Very gently, this relationship doesn't sound like it's viable for you. I'm 65 and what you've described would make me scream with frustration.

tinytemper66 · 14/11/2023 10:28

Hopefully you have showered and gone to breakfast

MintTrackies · 14/11/2023 10:29

As an aside, I dumped my then DP last year after a holiday, where his lack of oomph and moaning drove me demented

ManateeFair · 14/11/2023 10:32

Yeah, I'd be annoyed if someone was making me wake up at 7am on holiday.

Really not sure why the cost of your suite is relevant here.

Ktime · 14/11/2023 10:33

I think people need to RTFT

Heyahun · 14/11/2023 10:38

god how boring - i couldn't be with someone like this - what do you like about him / enjoy doing? if he just sits around all weekend and you don't -then are you just separate lives - dull

i'd be off on my own to enjoy the holiday leave him in bed and split when you get back and stat enjoying life alone / with friends or meet someone better

dontcallmelen · 14/11/2023 10:39

Ktime · 14/11/2023 10:33

I think people need to RTFT

This have they missed the bits about sleeping the night before 7pm-7am then the next night being in bed at 8pm watching master chef & asleep by 10pm.

DuckbilledSplatterPuff · 14/11/2023 10:46

recklessgran · 14/11/2023 10:00

OP please tell us - what are his good points? I'm mystified by what you're doing with him, why you put up with his horizontal weekends and why you're hanging around waiting for him so you can start holidaying. Bonkers. Go for an explore, to the pool, for breakfast then to the bar and leave him a note that you'll catch up with him later. In future plan your day the night before so you at least get something out of this and can manage each others expectations if he intends to spend his holiday in bed! When you get home you need to dump this idiot and FGS don't have children with him- we can all imagine what sort of life you'd have then.

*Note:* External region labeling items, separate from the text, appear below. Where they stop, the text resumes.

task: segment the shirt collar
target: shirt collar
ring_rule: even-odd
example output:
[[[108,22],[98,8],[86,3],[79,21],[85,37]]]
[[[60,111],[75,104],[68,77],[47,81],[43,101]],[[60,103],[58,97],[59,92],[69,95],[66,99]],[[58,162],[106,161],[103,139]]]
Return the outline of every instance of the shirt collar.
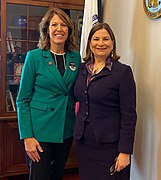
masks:
[[[106,59],[106,62],[105,62],[105,68],[107,68],[108,70],[111,71],[111,69],[112,69],[112,64],[113,64],[113,63],[112,63],[112,58],[111,58],[111,57],[107,58],[107,59]],[[88,71],[89,73],[91,73],[92,70],[93,70],[93,68],[94,68],[93,61],[87,62],[85,66],[86,66],[86,68],[87,68],[87,71]]]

I can't imagine someone who sleeps as much as he does getting up to help out if you have children together. You will be doing it all

Topseyt123 · 14/11/2023 10:47

Ktime · 14/11/2023 10:33

I think people need to RTFT

Don't they just! So many just seem to read the OP and not even any of her updates before spouting their irrelevant bollocks.

OP is talking about a man who regularly stays in bed from Friday night to Monday morning when at home. On holiday he gets up late morning at around 11am and spends the next few hours getting drunk before going to bed again late afternoon and staying there until he repeats the cycle again the next day.

OP is allowed to get up at 7am and make herself a cup of tea to have on the balcony. He does not like her doing that. I wouldn't care. Fuck him! He's a waste of space.

SoundTheSirens · 14/11/2023 10:48

Bobtheamazinggingerdog · 14/11/2023 07:38

She wasn't crashing around and didn't wake him on purpose. They went to bed early and already had 8 + hours sleep. Is she supposed to lie silently in bed for 2 more hours so she doesn't disturb his 10 hours? Not everyone can go back to sleep especially after a full night. OP you did nothing wrong.

This! Can't believe all the people saying YABU OP. It's not as though you were trying to bundle him into full hiking kit at 7.00am...just getting up to make yourself a cuppa.